Hi everyone, I am a rookie on this board but have been a regular "stalker" for the past few months.

I recently left the IFB movement and am praying about attending a Reformed seminary. My current leader is RTS (Orlando), for a few different reasons. The question is regarding my Bachelor's degree. Growing up in the Fundamental Baptist tradition I graduated from Crown College (Powell, TN) with a Bachelor of Biblical Studies. (Secondary Education) As you may already know, my piece of paper is essentially of no use because of a lack of accredidation.

Would RTS, or any Reformed seminary for that matter even take a look at me? Thanks, and Lord bless!




NewlyReformed
South Dayton Presbyterian Church (PCA)
Dayton, OH


----------



## Wayne (Feb 13, 2010)

Just a guess on my part, but I think that most seminaries would probably take you on a provisional basis, then after a year of good academic performance, you would migrate to regular status.

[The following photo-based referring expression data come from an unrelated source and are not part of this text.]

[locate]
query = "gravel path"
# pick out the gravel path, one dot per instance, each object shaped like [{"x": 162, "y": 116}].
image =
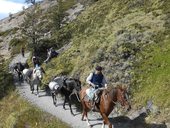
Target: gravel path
[{"x": 134, "y": 119}]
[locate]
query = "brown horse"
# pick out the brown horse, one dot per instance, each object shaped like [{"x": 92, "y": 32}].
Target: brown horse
[{"x": 108, "y": 100}]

We had a recent thread on seminary accreditation, and I would also suspect that those schools that are not tied into the ATS system would be ones that would more readily consider your application.

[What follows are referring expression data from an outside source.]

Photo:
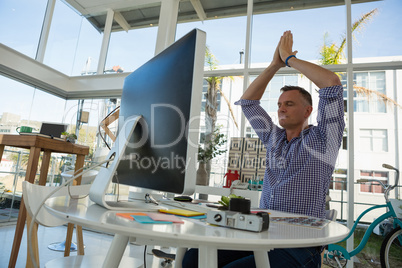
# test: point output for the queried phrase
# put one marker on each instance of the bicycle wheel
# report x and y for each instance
(335, 259)
(391, 249)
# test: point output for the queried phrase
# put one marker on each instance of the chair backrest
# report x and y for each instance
(331, 214)
(34, 195)
(86, 178)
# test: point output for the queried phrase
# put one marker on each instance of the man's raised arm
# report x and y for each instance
(317, 74)
(257, 88)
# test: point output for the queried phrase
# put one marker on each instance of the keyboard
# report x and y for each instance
(186, 205)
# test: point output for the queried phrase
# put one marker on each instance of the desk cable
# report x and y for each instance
(35, 215)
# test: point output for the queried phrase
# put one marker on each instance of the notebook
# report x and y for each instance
(49, 130)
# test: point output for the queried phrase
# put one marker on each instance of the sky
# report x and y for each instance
(72, 41)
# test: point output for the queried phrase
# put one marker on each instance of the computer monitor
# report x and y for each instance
(157, 142)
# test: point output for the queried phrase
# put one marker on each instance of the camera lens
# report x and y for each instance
(240, 205)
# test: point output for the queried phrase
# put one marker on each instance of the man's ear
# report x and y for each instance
(309, 110)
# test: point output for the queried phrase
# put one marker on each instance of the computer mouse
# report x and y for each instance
(183, 198)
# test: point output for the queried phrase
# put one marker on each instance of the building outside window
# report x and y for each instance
(339, 180)
(204, 100)
(373, 140)
(373, 187)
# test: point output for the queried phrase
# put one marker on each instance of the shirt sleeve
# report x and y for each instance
(330, 117)
(258, 118)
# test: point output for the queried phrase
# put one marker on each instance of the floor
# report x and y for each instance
(95, 244)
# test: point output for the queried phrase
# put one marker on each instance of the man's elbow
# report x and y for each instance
(335, 81)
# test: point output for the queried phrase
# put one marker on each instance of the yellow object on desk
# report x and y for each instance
(182, 212)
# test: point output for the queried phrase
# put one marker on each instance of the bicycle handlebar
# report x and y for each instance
(390, 188)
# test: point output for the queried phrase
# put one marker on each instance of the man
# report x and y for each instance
(300, 157)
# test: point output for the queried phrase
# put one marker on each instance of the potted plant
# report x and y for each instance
(212, 149)
(70, 137)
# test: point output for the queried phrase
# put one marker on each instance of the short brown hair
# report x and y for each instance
(305, 94)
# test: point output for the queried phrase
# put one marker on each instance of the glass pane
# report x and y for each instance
(21, 24)
(65, 35)
(372, 40)
(16, 107)
(47, 108)
(267, 29)
(225, 37)
(129, 50)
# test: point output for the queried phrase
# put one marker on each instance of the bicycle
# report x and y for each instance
(391, 247)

It is also possible that some schools might require you to first pass some exam(s) or present something that would demonstrate academic potential.


----------



## itsreed (Feb 15, 2010)

Newly Reformed (name?):

I think Wayne's given good advice. Solid reformed seminaries will demonstrate flexibility in terms of "worldly" marks. Accreditation is still a worthwhile mark, but it is worldly, not a biblical requirement. Thus most (all?) reformed seminaries have procedures for handling the "exceptions to the rules." 

Your best bet is to choose a seminary and contact their admissions office. I did this with Westminster Philly, when I wanted to transfer for credits from a dispensational seminary I had done work at previous.y. Some classes they gave me outright transfer credits for. Others reflected such a different approach that I had to "re-take" them at WTS. And for a few, they got creative. One of my greatest blessings was doing two courses as readings/writings, one eahc with Dick Gaffin and Sinclair Ferguson. I am still grateful for the care and extra effort they were willing to give me personally.

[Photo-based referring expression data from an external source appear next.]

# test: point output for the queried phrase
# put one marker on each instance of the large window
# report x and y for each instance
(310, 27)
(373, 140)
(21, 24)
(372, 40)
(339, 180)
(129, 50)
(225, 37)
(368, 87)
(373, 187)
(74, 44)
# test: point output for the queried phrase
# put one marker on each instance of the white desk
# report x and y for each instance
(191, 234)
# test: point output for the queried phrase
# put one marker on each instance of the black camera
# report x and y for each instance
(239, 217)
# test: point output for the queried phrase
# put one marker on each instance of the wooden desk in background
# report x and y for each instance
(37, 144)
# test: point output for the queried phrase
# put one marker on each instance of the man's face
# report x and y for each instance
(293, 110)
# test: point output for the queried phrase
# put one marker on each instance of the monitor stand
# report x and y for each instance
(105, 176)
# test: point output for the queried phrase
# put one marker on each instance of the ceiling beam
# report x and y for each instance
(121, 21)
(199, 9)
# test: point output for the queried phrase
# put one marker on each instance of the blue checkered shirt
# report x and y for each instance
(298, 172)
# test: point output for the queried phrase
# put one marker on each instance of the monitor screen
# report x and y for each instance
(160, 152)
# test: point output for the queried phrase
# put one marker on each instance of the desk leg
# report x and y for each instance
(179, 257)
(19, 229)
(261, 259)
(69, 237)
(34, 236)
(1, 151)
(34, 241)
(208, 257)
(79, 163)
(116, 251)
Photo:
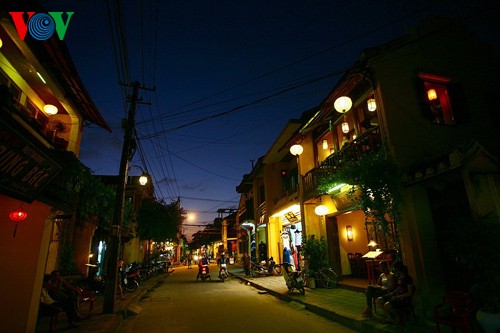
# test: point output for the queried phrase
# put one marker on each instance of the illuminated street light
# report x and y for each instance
(297, 150)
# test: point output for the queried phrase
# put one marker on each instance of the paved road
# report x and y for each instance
(182, 304)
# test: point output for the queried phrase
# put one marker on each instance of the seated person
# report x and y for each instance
(398, 298)
(203, 262)
(51, 295)
(386, 283)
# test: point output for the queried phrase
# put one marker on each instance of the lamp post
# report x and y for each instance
(115, 240)
(297, 151)
(143, 179)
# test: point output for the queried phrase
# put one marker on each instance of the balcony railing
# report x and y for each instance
(39, 125)
(367, 142)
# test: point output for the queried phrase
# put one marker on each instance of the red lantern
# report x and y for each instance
(18, 215)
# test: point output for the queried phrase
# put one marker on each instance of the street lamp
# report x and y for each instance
(297, 150)
(143, 179)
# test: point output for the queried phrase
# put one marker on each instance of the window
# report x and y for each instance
(438, 104)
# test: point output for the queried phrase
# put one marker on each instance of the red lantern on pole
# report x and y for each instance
(17, 216)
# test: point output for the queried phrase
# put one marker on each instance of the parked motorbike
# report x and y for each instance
(223, 272)
(293, 278)
(204, 273)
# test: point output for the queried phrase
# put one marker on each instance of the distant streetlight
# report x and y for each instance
(297, 150)
(143, 179)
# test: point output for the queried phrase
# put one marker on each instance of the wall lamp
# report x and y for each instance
(349, 232)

You will find that God so opens your path to wherever He is calling you.

Now, go make that call


----------



## Montanablue (Feb 15, 2010)

I had a friend in a similar situation. He contacted the admissions office, explained the situation, and they accepted him provisionally. I would think most seminaries would be understanding of this - especially if you are willing to prove that you can keep up.


----------



## NewlyReformed (Feb 15, 2010)

Thanks for the helpful input. I made a few phone calls and Covenant Seminary would be willing to take me on as is. 





Chris Corkern
South Dayton Presbyterian Church (PCA)
Dayton, OH


----------



## CharlieJ (Feb 15, 2010)

Chris, most evangelical seminaries will take almost anybody who applies.  You have a degree in Bible, which actually puts you far ahead of most people. I and several of my friends have actually gotten substantial seminary credit for our undergrad work. So, my advice is to you is to turn your question around and see how much you can get out of this. PM me sometime if you want; I went to BJU and my best friend is a Crown grad.


----------



## R. Scott Clark (Feb 15, 2010)

Hi Newly,

Accredited seminaries may and do accept students with unaccredited bachelor's degrees. They might (or might not) ask for some testing before you enroll, depending on the circumstances. In some cases you might be admitted on probation mainly so that your grades are flagged and they so that they'll be sure that you're making good academic progress and not falling through the cracks. Don't let it stop you from applying. 

You're welcome to contact Mark MacVey at WSC. He can walk you through the process: 888 4480 8474


----------